Entre los debates sobre lo sagrado y lo profano a inicios del siglo XXI destaca el abordaje de Agamben (99) quien asume un concepto alternativo de la “profanación”:

El término religio no deriva, según una etimología tan insípida como inexacta, de religare (lo que liga y une lo humano y lo divino)… Religio no es lo que une a los hombres y a los dioses, sino lo que vela para mantenerlos separados, distintos unos de otros. A la religión no se oponen, por lo tanto, la incredulidad y la indiferencia respecto de lo divino sino la “negligencia”, es decir una actitud libre y “distraída” – esto es, desligada de la religio de las normas- frente a las cosas y a su uso, a las formas de separación y su sentido. Profanar significa abrir la posibilidad de una forma especial de negligencia, que ignora la separación o, sobre todo, hace de ella un uso particular.

En Agamben es visible una postura que incita a la deconstrucción de la religión como aparato social y político normativo y disciplinario, en esto coincide parcialmente con lo argumentado por Caputo. Habría que cuestionar los conceptos de “hombre religioso” y “hombre arreligioso” de Eliade como categorías analíticas de lo sagrado y lo profano a partir de Caputo, Agamben y otros autores. 
En el caso específico de Caputo, el concepto de “hombre arreligioso” resulta inviable  para poner en claro al hombre y su relación con lo sagrado y lo profano. Si Caputo está planteando una nueva manera de asumir la religiosidad cristiana desde una perspectiva posmoderna, el nuevo hombre que refiere no puede ser concebido como “arreligioso”, sino que estaría en la búsqueda de una nueva religiosidad cristiana que se funde en lo acontecimental y que cuestione el férreo control normativo y disciplinario que la iglesia ha asumido en occidente.  
Por su parte, Agamben (Ibidem.) no asume una nueva religiosidad, sino que incita a un “juego” para deconstruir a la religión mediante una postura “negligente”, “libre y distraída” que trastoque a las cosas y sus usos comunes, que ignore la tradicional separación entre lo sagrado y lo profano que funda institucionalmente la dominación religiosa (social, política, etc.) sobre los hombres.  En la separación entre lo sagrado y lo profano en occidente, se levanta junto al aura trascendental, la configuración de un dominio ejercido por las élites religiosas, políticas y sociales. La “profanación” es un juego deconstructor de la religiosidad dominante, tanto en lo estrictamente religioso, como en el plano de la religión secularizada del hombre moderno donde entran en juego la economía, el derecho, la política, etc. Jugar a través de la profanación es hacer a un lado el poder de dominio que las instituciones religiosas y políticas han fundado en la separación inducida y artificiosa entre lo sagrado y lo profano.

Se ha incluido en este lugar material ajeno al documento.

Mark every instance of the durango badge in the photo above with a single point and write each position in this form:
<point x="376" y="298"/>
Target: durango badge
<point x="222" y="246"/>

La “profanación” del juego no atañe, en efecto, solo a la esfera religiosa. Los niños que juegan con cualquier trasto viejo que encuentran, transforman en juguete aun aquello que pertenece a la esfera de la economía, de la guerra, del derecho y de otras actividades que estamos acostumbrados a considerar como serias. Un automóvil, un arma de fuego, un contrato jurídico se transforman de golpe en juguetes. Lo que tienen en común estos casos con los casos de profanación de lo sagrado es el pasaje de una religio, que es sentida ya como falsa y opresiva, a la negligencia de la verdadera religio. (Agamben 100 y 101) 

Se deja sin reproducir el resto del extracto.